Hi. I’m currently a 17 year old senior, and I feel like there’s no future or hope left for me. I don’t think I’m good enough to live out in the real world, and employers aren’t interested in hiring unintelligent people.
I used to live abroad in Indonesia and did really well in my school (it was an IB curriculum school). During freshman year, I made all A’s and even received a scholarship from my school so I didn’t have to pay tuition since it was a private school. I made almost all A’s except two B’s (English & Math) and one C (Physical Education) in my sophomore year. I had mostly A’s and B’s in my junior year (my grades slipped up during this time because I took a lot of difficult HL classes to challenge myself - though no one in my graduating class had straight A’s in their junior year). Despite the bad grades, I was ranked top 10 in my graduating class of 117 people.
Then in the summer of 2014, I moved to Texas. Dealing with the move was already hard enough, but then I had to deal with the fact that they didn’t accept a lot of credits from my previous school and didn’t distinguish between HL and SL classes in IB (which really brought my rank down since in my old school an HL class is weighted more than an SL). I tried to take as many AP classes as I could but the counselor in my new school suggested me to take 3 maximum because she made it seem like it was extremely difficult. I had to re-take certain classes in order to graduate on time, which prevented me from taking the classes I wanted to take (Intro to Engineering, etc.). It was all a difficult move, on top of the fact that I had to apply to American universities now.
I had no idea how applying to universities in America worked and neither did my parents. I asked people around, but nobody was willing to help (even the people here on College Confidential). People made it seem like if I didn’t know how to apply to university, then I must be dumb or incompetent. So I did my best and sent in my applications.
Long story short, I didn’t get accepted to any of the universities I wanted to get in. So now I’m stuck on doing the UT CAP program at UTA. It hurts me because I sacrificed a lot of my social life to study and get to where I am now. I did the best that I could in the situation that I’m in but it’s not good enough. So not only did I sacrifice my social life for nothing (I barely have friends), but I’m graduating high school as a loser - both academically and socially.
Moving to America right before senior year is the biggest mistake of my life. It threw me off track, right when it was extremely crucial. Everything got messed up. They say that America is ‘the land of opportunities’, but moving here only stripped away whatever remaining opportunities I had.

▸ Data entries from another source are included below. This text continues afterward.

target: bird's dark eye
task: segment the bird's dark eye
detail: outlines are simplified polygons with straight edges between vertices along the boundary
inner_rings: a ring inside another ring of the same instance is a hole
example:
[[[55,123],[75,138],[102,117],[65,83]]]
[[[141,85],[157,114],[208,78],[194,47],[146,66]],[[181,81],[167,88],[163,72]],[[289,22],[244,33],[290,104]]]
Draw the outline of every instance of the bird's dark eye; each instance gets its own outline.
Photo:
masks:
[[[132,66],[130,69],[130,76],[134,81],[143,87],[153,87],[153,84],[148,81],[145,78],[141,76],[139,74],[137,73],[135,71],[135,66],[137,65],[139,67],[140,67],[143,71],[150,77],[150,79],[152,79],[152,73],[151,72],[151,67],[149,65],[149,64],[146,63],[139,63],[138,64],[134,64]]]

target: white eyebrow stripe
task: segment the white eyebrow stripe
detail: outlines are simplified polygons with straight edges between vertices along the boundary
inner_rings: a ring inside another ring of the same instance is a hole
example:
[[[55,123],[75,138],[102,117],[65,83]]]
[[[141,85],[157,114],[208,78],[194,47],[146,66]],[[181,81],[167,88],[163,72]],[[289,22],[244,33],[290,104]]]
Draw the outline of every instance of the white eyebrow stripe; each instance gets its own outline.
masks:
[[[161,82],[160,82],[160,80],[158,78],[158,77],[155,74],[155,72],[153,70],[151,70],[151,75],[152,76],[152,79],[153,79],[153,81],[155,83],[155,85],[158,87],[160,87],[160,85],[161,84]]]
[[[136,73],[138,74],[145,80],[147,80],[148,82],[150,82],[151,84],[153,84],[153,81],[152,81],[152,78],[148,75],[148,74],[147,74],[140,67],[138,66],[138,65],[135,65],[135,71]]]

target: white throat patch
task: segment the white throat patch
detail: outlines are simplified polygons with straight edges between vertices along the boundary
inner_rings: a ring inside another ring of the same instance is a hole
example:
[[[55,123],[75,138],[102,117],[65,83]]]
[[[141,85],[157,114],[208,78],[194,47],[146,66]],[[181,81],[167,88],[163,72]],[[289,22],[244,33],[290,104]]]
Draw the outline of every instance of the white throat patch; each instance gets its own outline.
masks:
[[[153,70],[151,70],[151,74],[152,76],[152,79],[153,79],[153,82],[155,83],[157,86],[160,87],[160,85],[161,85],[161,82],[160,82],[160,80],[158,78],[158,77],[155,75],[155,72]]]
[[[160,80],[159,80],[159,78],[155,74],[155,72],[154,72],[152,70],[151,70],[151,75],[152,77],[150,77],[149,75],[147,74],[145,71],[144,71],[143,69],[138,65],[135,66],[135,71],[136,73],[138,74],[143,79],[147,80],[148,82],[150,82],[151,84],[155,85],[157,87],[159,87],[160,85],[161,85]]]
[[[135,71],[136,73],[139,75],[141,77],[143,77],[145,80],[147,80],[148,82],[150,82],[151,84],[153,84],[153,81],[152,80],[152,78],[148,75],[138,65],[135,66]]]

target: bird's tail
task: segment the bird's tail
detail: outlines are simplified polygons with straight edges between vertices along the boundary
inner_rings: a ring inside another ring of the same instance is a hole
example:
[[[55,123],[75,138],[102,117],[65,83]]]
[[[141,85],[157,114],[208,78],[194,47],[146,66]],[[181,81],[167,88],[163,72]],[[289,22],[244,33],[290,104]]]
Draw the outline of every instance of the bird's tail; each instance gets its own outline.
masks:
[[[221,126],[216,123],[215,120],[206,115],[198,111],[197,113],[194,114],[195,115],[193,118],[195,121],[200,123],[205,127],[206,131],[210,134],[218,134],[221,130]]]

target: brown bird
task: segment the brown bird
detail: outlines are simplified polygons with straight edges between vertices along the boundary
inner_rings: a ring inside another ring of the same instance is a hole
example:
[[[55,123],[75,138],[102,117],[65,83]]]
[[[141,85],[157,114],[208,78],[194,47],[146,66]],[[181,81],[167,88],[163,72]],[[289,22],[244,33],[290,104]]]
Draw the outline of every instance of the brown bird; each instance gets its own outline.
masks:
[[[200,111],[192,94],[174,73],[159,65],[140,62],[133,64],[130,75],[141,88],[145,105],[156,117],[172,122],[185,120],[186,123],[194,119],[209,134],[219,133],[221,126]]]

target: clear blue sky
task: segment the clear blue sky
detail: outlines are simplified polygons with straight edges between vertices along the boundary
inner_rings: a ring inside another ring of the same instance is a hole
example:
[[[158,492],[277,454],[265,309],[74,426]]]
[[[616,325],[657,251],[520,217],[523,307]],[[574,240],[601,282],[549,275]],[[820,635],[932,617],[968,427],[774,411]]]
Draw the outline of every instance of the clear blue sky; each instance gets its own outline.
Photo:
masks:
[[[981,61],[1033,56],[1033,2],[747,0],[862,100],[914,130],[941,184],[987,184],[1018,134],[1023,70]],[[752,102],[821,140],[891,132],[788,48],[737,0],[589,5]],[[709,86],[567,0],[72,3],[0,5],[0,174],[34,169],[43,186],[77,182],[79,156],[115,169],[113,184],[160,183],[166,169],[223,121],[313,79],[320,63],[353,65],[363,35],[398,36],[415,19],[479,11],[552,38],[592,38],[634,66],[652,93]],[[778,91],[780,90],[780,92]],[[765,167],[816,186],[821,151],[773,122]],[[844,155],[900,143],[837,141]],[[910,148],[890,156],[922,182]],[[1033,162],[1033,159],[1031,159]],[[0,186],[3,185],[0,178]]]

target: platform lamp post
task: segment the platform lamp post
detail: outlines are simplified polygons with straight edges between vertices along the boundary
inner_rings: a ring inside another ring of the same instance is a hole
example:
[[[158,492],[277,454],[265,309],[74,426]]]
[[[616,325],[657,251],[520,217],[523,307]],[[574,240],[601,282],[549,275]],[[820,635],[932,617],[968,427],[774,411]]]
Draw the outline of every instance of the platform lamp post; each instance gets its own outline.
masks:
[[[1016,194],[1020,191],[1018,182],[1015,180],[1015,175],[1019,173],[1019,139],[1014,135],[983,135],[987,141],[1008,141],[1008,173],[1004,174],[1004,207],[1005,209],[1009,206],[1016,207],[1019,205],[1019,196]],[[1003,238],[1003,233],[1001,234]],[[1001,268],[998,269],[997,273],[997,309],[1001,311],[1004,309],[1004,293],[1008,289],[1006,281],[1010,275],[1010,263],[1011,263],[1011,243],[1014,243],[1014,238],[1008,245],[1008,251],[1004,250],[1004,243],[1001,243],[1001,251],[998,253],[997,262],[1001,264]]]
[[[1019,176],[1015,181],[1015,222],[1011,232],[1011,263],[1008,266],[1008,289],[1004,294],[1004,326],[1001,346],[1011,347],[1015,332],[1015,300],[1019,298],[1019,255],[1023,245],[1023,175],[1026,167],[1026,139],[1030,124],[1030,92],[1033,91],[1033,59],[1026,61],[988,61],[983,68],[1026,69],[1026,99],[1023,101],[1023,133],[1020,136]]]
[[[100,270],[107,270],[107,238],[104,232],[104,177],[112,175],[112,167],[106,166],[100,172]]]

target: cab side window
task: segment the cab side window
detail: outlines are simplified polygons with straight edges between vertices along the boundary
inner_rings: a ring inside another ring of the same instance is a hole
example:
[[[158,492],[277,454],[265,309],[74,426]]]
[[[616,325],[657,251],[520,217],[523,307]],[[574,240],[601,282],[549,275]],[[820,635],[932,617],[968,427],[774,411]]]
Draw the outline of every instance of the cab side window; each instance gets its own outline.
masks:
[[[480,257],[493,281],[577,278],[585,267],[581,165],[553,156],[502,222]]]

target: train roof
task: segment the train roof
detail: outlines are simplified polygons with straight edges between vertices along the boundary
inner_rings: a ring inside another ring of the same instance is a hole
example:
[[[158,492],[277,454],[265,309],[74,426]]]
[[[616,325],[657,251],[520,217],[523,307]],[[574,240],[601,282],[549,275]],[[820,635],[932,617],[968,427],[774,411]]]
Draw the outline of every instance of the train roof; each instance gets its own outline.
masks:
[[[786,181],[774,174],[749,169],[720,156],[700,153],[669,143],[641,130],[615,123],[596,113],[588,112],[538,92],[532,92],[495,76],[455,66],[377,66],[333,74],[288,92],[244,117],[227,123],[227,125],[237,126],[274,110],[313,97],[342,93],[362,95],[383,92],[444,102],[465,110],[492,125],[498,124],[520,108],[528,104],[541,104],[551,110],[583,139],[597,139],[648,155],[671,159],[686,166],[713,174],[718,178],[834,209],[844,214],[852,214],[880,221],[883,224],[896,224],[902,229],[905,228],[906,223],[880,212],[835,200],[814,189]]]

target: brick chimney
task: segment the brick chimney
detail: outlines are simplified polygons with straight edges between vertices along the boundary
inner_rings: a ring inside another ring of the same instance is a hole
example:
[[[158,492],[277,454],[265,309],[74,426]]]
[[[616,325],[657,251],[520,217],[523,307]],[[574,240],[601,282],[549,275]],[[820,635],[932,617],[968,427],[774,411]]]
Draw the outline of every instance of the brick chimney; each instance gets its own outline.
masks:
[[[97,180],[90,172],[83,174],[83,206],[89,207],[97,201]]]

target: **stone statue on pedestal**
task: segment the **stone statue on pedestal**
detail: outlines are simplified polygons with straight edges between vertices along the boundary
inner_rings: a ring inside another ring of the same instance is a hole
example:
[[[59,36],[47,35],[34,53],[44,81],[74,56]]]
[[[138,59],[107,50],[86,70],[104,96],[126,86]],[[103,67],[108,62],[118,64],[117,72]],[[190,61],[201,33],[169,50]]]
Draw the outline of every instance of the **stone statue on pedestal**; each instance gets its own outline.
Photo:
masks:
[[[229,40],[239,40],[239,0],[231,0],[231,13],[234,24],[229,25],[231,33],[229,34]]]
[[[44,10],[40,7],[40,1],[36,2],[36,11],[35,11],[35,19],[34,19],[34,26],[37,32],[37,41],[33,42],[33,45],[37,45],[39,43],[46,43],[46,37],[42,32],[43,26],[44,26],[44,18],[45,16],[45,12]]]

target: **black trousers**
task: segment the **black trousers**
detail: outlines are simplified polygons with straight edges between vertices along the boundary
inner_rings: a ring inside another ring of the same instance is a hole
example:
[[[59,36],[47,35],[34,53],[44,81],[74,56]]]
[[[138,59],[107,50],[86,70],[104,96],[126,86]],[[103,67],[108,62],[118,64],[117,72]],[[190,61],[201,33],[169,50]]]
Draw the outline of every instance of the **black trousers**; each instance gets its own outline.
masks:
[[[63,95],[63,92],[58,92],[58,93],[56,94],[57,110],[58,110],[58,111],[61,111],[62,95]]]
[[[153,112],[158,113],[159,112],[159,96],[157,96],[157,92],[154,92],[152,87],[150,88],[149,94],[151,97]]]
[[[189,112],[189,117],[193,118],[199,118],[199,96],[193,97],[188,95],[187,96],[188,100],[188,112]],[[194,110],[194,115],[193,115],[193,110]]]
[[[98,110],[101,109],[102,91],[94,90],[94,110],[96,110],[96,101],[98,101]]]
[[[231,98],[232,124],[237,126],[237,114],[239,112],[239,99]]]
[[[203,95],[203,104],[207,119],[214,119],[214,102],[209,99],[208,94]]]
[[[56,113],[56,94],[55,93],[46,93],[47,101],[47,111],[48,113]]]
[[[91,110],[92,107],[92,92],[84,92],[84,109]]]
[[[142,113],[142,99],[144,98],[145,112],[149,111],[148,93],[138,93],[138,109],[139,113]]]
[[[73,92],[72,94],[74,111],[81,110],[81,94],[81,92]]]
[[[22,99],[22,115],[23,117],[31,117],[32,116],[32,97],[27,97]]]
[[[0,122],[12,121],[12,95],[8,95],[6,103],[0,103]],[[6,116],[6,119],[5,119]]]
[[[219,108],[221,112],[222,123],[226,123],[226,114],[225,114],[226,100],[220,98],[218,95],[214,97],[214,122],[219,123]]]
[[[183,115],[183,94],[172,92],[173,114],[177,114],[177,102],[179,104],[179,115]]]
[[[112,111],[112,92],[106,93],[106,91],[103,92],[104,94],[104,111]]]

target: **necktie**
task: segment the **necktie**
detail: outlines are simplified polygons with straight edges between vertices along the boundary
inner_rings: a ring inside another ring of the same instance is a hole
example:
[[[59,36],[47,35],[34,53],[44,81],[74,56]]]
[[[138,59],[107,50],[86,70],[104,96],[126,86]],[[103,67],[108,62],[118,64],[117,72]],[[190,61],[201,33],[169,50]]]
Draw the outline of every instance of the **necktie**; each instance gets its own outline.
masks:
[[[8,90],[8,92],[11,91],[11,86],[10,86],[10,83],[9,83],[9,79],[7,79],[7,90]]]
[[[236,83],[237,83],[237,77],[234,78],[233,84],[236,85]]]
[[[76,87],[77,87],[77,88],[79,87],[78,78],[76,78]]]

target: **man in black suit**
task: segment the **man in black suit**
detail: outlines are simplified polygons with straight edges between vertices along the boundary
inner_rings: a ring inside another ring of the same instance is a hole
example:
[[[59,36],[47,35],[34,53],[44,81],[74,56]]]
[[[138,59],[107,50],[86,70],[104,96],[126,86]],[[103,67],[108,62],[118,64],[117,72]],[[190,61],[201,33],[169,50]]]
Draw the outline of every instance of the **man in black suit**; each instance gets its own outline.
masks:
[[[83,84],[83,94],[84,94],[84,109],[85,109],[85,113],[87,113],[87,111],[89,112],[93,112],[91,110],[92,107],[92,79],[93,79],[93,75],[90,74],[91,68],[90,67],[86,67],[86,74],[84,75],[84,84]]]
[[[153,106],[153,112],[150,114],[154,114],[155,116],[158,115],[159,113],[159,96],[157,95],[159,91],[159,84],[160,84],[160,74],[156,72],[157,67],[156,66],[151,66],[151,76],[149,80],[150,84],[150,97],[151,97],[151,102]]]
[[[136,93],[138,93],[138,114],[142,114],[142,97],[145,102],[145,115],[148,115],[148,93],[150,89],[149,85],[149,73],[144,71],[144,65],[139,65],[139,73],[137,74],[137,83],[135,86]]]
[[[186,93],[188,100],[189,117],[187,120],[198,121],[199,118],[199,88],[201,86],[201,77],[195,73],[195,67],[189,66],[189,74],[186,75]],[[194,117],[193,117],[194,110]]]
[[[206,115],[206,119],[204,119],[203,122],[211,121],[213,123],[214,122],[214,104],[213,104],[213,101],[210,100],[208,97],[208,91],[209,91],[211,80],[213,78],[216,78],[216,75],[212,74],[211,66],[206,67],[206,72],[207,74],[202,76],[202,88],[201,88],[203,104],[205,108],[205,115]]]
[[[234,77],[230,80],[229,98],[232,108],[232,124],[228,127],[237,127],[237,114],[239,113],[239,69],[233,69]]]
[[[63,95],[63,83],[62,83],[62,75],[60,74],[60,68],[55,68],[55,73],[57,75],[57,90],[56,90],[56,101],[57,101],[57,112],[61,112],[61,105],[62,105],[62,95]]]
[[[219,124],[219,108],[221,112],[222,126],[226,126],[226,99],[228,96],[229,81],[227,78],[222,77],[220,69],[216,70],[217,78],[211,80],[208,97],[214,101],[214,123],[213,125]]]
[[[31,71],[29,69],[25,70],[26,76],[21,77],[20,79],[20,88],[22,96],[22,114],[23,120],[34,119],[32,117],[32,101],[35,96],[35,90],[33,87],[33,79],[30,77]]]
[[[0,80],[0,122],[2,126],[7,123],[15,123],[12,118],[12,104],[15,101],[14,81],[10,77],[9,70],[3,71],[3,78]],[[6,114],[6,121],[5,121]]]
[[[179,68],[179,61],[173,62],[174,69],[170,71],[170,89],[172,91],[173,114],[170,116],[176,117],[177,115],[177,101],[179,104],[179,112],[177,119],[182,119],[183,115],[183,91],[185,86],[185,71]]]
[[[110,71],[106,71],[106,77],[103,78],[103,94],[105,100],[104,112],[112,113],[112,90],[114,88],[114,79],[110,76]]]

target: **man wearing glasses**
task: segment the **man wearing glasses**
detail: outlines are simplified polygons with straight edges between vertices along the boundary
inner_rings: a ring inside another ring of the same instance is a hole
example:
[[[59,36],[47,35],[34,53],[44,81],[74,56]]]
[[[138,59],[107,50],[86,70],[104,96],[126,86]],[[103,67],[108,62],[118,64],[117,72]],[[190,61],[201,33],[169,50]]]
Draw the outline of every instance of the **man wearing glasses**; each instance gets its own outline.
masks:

I see no point and future in my life. Everyone I know got accepted to an amazing university. I am ashamed to be myself, and I see no point in continuing life if I’m just going to bring shame on myself.
I know I worked really hard. And the proof is that I have straight A’s in my current school (but that doesn’t matter anymore). I’m at the top of my physics class (my favorite subject), yet the kid who sits next to me and barely manages to turn in his homework/classwork on time is going to UT Austin in 4 months. At first I thought I’d ride out the 9 months in UTA and work hard to transfer into UT Austin. But the longer I thought about it, the more it seems like a mistake. People are going directly to university, but I’m stuck on doing the CAP program at an unknown school in an unknown part of the state.
I wasn’t good enough for A&M and UT Austin. Am I bitter and jealous? Perhaps yes, but I’m mostly disappointed. Disappointed at myself. Disappointed in the world. Disappointed that I didn’t get to where I wanted. People around me are all succeeding and moving forward towards the future, but I’m struggling to even stay afloat.
And I blame myself for that. I can’t see the future ahead me. I can’t face my friends or relatives anymore because they always ask me where I’m going to university and when I tell them the answer, they look at me with pity and dismay.
At first, I was angry but now I’ve accepted that I wasn’t good enough. I’m not good enough. I won’t ever be good enough. I didn’t get into A&M or UT Austin - let alone Ivy League schools. I want to give up on life. I want to give up on school. But the fighter in me won’t let me - so I’m forced to work hard for a lost cause.
Everyday I study an extra 3 hours a day, just so that I can come to class prepared and ahead of everyone else in my class. The sad part is, there’s no use in me doing this. I’m still not good enough for university, and it’s too late to change that. Everyone around me is experiencing senioritis with full force (as I should be) but instead I’m still busting a nut because it’s ingrained into my being that I have to work hard. Yet I keep repeating this pathetic vicious cycle when I should just give up already at this point.
What do I want in life? A fresh start. A university degree. An above minimum-wage corporate job. To move away as far as I can from this country and never look back. I don’t care about making money at this point, all I care about is to be able to have something I can live for. Something to assure me that I’m not just simply a waste of space.